- Theatrical release poster
- Hangul: 압꾸정
- RR: Apkkujeong
- MR: Apkkujŏng
- Directed by: Lim Jin-sun
- Written by: Shin Yeon-shick; Lim Jin-sun;
- Produced by: Ma Dong-seok;
- Starring: Ma Dong-seok; Jung Kyung-ho; Oh Na-ra; Choi Byung-mo; Oh Yeon-seo;
- Cinematography: Lee Seong-je
- Edited by: Lee Gang-hui
- Music by: Kim Hong-jib; Lee Jin-hui;
- Production companies: Big Punch Pictures; Hong film; B.A. Entertainment;
- Distributed by: Showbox
- Release date: November 30, 2022;
- Running time: 112 minutes
- Country: South Korea
- Language: Korean
- Box office: US$4.5 million

= Men of Plastic =

2022 South Korean film

Men of Plastic is a 2022 South Korean comedy drama film directed by Lim Jin-sun. It follows Dae-guk, (Ma Dong-seok), a native of Apgujeong with an overbearing meddlesome nature, and Ji-woo (Jung Kyung-ho), a prickly plastic surgeon who relies solely on his skills, as they usher in the golden era of the plastic surgery business in Gangnam.

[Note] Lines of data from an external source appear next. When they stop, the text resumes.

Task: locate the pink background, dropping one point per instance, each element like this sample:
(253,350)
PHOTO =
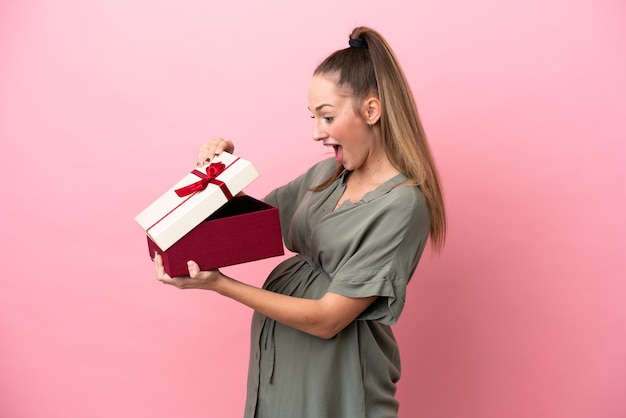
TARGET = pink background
(103,105)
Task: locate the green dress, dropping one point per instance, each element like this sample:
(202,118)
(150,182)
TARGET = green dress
(369,248)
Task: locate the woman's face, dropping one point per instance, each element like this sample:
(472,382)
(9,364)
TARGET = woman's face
(338,126)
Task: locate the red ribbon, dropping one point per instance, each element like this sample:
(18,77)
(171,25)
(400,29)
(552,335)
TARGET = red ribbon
(212,171)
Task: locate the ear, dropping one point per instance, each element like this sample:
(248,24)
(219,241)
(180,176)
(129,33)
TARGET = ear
(372,109)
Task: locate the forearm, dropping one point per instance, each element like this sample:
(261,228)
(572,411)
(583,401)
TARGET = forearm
(323,317)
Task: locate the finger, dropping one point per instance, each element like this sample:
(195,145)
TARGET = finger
(209,150)
(194,268)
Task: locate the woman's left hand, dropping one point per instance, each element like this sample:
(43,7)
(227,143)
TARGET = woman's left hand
(197,279)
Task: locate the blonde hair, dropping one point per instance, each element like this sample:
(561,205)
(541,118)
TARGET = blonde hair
(371,67)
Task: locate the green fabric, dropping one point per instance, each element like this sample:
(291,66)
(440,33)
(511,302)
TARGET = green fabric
(369,248)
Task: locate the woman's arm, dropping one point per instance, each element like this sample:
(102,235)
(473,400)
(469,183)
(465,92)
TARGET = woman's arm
(323,317)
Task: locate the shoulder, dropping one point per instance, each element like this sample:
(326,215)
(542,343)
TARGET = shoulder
(406,205)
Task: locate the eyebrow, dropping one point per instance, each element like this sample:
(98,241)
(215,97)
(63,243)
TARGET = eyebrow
(318,108)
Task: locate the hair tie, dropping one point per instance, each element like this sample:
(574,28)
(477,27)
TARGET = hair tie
(358,43)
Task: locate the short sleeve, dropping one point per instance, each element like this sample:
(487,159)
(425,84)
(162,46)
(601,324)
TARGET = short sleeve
(390,233)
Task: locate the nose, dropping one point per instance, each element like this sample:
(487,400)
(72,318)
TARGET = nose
(318,132)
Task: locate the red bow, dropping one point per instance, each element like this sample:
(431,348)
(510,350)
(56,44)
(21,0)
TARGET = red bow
(212,171)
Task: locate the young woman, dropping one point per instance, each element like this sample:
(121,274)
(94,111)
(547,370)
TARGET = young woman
(322,346)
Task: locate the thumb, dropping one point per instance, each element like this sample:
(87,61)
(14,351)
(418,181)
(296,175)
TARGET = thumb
(193,268)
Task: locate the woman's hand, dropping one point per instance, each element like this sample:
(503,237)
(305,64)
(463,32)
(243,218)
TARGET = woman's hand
(213,147)
(197,279)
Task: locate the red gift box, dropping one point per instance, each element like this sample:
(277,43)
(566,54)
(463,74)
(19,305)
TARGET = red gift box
(244,229)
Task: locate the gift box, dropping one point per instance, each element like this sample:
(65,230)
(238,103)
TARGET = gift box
(199,219)
(244,229)
(194,198)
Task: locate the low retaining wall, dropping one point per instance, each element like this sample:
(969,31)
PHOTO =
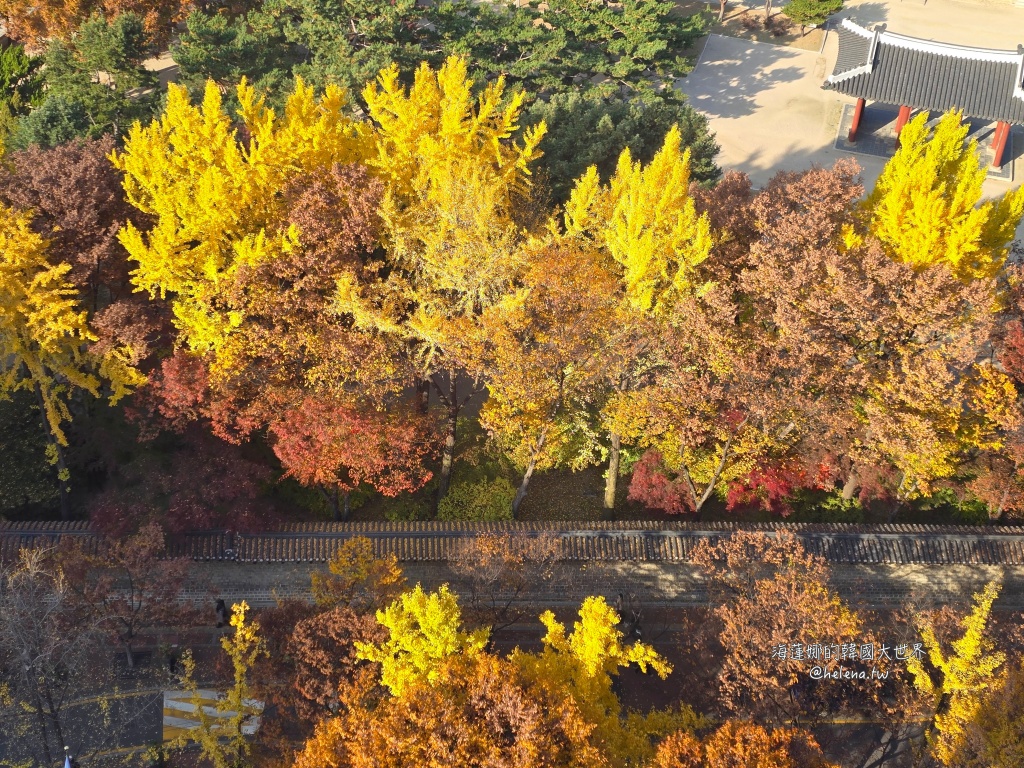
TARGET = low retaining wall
(617,541)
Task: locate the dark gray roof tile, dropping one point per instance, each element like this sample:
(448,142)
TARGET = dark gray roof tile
(927,75)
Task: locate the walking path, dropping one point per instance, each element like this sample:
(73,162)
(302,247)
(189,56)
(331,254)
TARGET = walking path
(765,102)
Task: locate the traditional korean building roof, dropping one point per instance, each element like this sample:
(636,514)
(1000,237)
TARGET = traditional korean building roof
(576,541)
(881,66)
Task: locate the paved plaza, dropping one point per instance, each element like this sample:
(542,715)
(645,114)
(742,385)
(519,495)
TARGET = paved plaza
(768,110)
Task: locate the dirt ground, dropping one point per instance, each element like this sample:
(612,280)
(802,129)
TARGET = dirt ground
(748,24)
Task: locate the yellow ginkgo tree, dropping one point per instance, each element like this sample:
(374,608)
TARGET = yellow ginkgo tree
(927,205)
(458,186)
(45,337)
(424,630)
(582,664)
(956,681)
(643,224)
(215,197)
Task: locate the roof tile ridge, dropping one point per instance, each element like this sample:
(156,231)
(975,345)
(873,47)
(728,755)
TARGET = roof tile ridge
(941,48)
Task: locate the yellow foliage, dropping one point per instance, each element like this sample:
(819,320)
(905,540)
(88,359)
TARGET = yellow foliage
(957,680)
(581,665)
(456,178)
(646,221)
(424,630)
(426,132)
(220,738)
(214,197)
(925,207)
(43,333)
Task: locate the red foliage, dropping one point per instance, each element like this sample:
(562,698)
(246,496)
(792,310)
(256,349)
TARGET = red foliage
(204,483)
(769,487)
(655,486)
(338,445)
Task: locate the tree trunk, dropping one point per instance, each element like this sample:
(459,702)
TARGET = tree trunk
(58,453)
(423,395)
(521,493)
(1006,495)
(611,481)
(451,433)
(43,734)
(54,716)
(851,484)
(726,453)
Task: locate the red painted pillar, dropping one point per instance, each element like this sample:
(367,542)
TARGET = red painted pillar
(857,113)
(999,142)
(901,120)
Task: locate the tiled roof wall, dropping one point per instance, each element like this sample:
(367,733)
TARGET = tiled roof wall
(607,541)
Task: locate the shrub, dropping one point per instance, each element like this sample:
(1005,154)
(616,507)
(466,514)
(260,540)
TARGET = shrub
(407,507)
(483,500)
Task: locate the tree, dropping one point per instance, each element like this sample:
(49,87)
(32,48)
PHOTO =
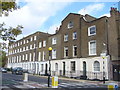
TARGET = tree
(7,5)
(9,33)
(3,58)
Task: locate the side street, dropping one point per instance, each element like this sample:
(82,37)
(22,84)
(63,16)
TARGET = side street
(11,82)
(60,44)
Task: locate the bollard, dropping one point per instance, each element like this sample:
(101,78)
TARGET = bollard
(112,86)
(54,82)
(25,77)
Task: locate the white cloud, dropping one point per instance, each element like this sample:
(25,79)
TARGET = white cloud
(33,14)
(107,14)
(90,9)
(53,28)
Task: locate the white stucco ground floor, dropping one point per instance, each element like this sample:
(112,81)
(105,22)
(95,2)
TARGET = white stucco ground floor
(92,67)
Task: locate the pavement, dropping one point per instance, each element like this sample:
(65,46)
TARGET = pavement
(78,84)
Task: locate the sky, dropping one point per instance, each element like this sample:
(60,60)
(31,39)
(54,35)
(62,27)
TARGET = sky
(46,15)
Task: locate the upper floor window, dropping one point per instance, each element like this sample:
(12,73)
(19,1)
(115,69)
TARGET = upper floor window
(56,66)
(40,44)
(21,42)
(43,58)
(66,37)
(70,24)
(92,47)
(73,66)
(34,37)
(39,57)
(18,44)
(31,38)
(96,66)
(74,50)
(65,51)
(26,47)
(53,54)
(44,43)
(24,42)
(30,46)
(53,41)
(75,35)
(92,30)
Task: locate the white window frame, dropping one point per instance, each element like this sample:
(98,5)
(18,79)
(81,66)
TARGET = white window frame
(33,56)
(39,57)
(73,68)
(35,37)
(90,54)
(65,48)
(44,43)
(26,57)
(54,40)
(43,58)
(31,38)
(42,67)
(23,57)
(96,67)
(74,34)
(31,46)
(24,41)
(40,44)
(70,25)
(54,54)
(74,50)
(30,57)
(90,31)
(56,66)
(65,37)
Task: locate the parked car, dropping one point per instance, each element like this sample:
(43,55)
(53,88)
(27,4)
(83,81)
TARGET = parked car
(3,70)
(17,70)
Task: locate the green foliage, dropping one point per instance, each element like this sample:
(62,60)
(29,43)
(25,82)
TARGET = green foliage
(9,33)
(3,58)
(8,6)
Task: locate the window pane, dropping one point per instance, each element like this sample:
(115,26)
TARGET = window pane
(96,66)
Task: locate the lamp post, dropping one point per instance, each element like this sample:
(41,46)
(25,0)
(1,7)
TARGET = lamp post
(50,52)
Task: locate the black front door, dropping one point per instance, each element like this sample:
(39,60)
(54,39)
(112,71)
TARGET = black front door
(63,68)
(116,72)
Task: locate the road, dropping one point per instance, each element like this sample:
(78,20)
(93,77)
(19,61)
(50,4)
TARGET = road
(10,80)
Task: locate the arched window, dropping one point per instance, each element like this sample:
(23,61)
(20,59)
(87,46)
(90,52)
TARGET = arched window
(96,66)
(56,66)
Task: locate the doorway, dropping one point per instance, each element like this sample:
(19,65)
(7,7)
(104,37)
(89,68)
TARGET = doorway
(63,68)
(46,66)
(84,68)
(116,72)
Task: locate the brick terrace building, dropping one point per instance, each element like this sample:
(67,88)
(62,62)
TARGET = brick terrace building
(83,46)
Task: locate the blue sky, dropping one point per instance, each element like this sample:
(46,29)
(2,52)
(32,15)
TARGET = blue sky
(45,16)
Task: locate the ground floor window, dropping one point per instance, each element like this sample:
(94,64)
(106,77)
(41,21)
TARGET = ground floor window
(73,66)
(96,66)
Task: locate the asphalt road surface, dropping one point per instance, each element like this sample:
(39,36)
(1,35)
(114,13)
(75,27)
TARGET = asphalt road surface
(9,80)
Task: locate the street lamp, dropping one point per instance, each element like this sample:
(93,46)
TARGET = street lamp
(50,56)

The film was released on November 30, 2022.

==Synopsis==
Dae-guk, a native of Apgujeong-dong, with an endless stream of business ideas and a natural gift for persuasion, crosses paths with Ji-woo, a once-renowned top plastic surgeon looking to make a comeback. Recognizing Ji-woo's ambition and potential at a glance, Dae-guk instinctively senses that it's time to put his business acumen to the test. With his unstoppable drive, Daeguk brings together Ji-woo's surgical skills, insider Mi-jeong's extensive network, financial backing from Apgujeong's big spender Tae-cheon, and the powerful connections of Gyu-ok. Their goal is to build not just Apgujeong's leading plastic surgery clinic, but to transform it into Asia's ultimate beauty capital.

==Cast==
- Ma Dong-seok as Dae-guk, a native Apgujeong-dong resident with a booming business idea
- Jung Kyung-ho as Park Ji-woo, a talented plastic surgeon who loses his medical license.
- Oh Na-ra as Oh Mi-jeong, the head of Insa Plastic Surgery's consultation office.
- Choi Byung-mo as Cho Tae-cheon, a charismatic businessman.
- Oh Yeon-seo as Hong Gyu-ok, the director of an Apgujeong VIP esthetic shop.
- Oh Hee-joon as Valet
- Nam Mi-jung as Man Ki-cheon
- Ryu Seung-soo
- Im Hyung-joon
- Han Bo-reum
- Jung Ji-so

==Production==
Principal photography began in August 2020 and ended on November 20, 2020.

On October 30, 2022, it was confirmed that the film's press conference was canceled due to the Itaewon Halloween crowd crush.